The report featured other interviews and accounts of Christians sharing their thoughts and feelings after finally being able to return home, and assess how and if they will be able to rebuild their lives.

Still, there has also been a fair bit of rejoicing, Reuters noted earlier in November, with dozens of Christians worshiping for the first time in two years inside the Church of the Immaculate Conception in Qaraqosh, after IS was driven out.

"Today Qaraqosh is free of Daesh (Islamic State)," Syriac Catholic Archbishop of Mosul Butrus Moshe declared at the time.

"Our role today is to remove all the remnants of Daesh [ISIS]," he added. "This includes erasing sedition, separation and conflicts, which victimized us."

Loay Mikhael, head of the foreign relations committee of the Chaldean Syriac Assyrian Popular Council and deputy chairman of the Soraya Charity Organization in Nineveh, told The Christian Post this week that Qaraqosh has been 65 percent destroyed.

"After liberation, there should be money allocated for this area by coalition or United Nations to give to some organizations to clear at least mines and booby traps," Mikhael told CP.

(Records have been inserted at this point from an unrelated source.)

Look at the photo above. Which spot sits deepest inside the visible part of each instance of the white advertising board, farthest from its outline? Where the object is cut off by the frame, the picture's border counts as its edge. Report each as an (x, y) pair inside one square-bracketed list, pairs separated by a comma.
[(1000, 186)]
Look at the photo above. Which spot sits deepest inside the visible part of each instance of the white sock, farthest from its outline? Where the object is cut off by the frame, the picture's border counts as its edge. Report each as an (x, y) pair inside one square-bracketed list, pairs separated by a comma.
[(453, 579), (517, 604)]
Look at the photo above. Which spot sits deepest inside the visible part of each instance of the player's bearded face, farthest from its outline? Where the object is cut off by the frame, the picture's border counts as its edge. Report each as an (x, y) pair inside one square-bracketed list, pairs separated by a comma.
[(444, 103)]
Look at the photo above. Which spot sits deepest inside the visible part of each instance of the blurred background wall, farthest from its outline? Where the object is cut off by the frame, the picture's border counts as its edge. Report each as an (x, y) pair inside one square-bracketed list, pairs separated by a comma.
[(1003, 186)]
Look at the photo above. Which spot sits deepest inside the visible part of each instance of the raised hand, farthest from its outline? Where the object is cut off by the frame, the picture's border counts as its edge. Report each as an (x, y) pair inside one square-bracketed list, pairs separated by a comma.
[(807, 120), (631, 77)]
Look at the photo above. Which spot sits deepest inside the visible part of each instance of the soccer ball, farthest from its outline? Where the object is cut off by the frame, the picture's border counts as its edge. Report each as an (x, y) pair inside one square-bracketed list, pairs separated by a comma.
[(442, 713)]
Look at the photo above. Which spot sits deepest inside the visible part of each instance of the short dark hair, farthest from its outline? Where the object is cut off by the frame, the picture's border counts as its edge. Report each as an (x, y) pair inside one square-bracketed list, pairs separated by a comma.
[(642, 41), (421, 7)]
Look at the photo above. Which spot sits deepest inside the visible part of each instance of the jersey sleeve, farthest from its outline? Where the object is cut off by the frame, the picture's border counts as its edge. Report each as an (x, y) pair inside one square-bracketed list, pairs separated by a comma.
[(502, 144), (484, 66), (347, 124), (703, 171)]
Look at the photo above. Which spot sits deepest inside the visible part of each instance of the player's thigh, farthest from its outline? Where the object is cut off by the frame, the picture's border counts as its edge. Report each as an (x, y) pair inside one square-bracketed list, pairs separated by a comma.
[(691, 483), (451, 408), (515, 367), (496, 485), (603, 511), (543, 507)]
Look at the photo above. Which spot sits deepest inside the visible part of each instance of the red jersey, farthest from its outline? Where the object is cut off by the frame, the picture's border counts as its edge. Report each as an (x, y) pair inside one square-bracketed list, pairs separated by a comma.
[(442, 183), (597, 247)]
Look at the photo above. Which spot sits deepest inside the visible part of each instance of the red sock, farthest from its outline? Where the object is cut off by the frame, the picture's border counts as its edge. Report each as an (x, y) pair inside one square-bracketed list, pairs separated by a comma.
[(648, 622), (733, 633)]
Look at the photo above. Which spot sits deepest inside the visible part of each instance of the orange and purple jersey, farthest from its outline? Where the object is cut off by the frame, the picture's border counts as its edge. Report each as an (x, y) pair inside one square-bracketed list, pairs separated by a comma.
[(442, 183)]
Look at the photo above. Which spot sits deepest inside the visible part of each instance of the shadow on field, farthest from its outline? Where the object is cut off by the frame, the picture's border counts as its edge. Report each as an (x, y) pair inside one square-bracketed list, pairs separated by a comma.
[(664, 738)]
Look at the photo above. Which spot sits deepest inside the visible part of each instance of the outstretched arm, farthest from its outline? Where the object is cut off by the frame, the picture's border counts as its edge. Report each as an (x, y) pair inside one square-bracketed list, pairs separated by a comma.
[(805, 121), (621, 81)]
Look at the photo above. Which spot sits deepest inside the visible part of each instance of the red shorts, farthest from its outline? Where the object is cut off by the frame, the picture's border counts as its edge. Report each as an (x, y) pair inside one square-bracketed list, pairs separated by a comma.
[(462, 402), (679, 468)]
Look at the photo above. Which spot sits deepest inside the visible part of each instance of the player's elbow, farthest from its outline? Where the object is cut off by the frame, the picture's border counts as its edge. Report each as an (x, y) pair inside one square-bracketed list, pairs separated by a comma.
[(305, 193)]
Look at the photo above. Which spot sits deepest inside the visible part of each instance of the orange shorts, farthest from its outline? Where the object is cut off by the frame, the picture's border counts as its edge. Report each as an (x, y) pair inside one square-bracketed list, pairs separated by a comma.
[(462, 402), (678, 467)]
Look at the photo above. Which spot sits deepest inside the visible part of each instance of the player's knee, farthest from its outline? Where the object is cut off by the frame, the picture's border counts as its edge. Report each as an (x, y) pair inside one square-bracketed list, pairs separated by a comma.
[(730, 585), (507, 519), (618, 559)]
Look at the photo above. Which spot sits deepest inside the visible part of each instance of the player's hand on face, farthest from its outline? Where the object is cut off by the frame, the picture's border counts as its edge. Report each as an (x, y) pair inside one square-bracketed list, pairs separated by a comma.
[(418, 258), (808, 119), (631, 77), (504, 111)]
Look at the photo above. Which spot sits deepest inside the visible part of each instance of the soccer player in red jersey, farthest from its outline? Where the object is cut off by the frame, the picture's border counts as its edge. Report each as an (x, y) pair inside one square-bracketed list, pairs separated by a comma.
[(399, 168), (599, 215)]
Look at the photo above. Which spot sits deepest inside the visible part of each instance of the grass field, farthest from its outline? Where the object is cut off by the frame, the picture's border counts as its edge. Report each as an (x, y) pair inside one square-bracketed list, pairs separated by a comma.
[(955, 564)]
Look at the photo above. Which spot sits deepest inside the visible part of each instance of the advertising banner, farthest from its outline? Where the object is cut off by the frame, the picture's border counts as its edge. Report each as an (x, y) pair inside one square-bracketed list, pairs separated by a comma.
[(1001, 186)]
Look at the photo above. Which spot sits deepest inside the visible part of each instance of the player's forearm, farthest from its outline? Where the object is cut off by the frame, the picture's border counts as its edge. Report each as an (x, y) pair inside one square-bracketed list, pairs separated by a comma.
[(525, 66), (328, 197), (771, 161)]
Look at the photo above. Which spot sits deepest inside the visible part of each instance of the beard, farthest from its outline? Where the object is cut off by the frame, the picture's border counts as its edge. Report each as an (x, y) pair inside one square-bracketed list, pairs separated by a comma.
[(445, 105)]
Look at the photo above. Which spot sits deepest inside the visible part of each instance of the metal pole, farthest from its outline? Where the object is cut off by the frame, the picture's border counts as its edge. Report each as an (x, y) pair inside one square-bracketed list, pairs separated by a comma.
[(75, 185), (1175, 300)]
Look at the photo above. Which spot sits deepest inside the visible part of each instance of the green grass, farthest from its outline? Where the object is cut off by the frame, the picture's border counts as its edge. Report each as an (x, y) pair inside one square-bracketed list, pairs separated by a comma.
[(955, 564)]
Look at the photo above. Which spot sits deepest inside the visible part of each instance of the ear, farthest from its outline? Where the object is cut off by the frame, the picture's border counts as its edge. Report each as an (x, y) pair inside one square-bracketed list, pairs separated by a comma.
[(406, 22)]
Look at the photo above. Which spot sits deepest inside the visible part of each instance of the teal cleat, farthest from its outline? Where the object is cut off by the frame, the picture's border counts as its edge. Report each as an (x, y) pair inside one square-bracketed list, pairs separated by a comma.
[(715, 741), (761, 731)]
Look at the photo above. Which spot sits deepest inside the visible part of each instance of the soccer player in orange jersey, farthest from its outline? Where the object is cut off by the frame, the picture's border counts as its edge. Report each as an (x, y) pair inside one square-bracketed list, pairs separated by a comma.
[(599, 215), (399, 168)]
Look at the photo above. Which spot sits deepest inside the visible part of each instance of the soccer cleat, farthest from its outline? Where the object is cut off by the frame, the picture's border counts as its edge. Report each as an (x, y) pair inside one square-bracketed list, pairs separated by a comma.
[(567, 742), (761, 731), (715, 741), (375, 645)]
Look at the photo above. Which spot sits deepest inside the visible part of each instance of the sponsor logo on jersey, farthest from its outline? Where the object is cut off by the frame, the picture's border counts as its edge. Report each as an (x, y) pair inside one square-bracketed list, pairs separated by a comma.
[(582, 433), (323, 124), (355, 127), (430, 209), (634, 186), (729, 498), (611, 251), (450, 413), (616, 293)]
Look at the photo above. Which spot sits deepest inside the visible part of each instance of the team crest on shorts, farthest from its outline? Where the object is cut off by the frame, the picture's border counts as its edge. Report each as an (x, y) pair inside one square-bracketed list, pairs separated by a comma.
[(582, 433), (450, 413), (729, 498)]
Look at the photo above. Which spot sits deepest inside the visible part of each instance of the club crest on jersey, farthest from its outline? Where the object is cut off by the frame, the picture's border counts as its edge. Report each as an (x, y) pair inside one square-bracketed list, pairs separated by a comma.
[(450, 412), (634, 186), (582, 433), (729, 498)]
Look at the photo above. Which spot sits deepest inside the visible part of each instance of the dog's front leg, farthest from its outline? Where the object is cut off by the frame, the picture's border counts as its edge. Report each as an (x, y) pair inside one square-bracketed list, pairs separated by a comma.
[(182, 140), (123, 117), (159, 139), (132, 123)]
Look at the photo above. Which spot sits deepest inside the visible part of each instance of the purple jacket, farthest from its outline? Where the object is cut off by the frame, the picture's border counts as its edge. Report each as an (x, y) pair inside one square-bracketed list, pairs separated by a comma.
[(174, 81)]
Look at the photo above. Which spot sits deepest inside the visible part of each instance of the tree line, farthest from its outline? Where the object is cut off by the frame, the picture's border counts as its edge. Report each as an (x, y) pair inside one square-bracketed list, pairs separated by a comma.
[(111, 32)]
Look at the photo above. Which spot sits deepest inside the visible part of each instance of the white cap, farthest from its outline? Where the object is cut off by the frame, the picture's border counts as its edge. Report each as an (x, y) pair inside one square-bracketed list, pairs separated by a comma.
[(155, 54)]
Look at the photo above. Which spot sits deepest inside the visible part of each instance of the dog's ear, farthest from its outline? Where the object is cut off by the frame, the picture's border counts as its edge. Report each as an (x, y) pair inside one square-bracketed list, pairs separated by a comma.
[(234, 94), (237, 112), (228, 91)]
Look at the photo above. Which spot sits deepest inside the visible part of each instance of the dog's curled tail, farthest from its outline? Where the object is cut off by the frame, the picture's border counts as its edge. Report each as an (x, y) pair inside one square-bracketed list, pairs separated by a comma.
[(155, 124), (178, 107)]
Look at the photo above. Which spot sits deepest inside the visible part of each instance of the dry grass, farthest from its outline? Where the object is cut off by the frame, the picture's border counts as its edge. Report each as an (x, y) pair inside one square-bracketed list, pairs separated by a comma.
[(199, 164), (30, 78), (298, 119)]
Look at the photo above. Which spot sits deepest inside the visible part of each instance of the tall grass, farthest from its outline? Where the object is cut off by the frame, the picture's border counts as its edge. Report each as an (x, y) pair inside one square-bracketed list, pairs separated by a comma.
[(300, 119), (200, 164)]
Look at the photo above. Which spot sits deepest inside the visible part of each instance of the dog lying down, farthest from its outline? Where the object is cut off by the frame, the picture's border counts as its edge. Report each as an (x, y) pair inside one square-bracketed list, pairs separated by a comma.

"Phase two will be building what has been destroyed — houses, streets, schools, infrastructure. Phase three will, if we are able to build something there and enable these communities to go back to their homes, will focus on how can we create job opportunities, how will the people survive again. We need to create some projects to ensure that each family member will be working somewhere to make their livings and be able to sustain themselves."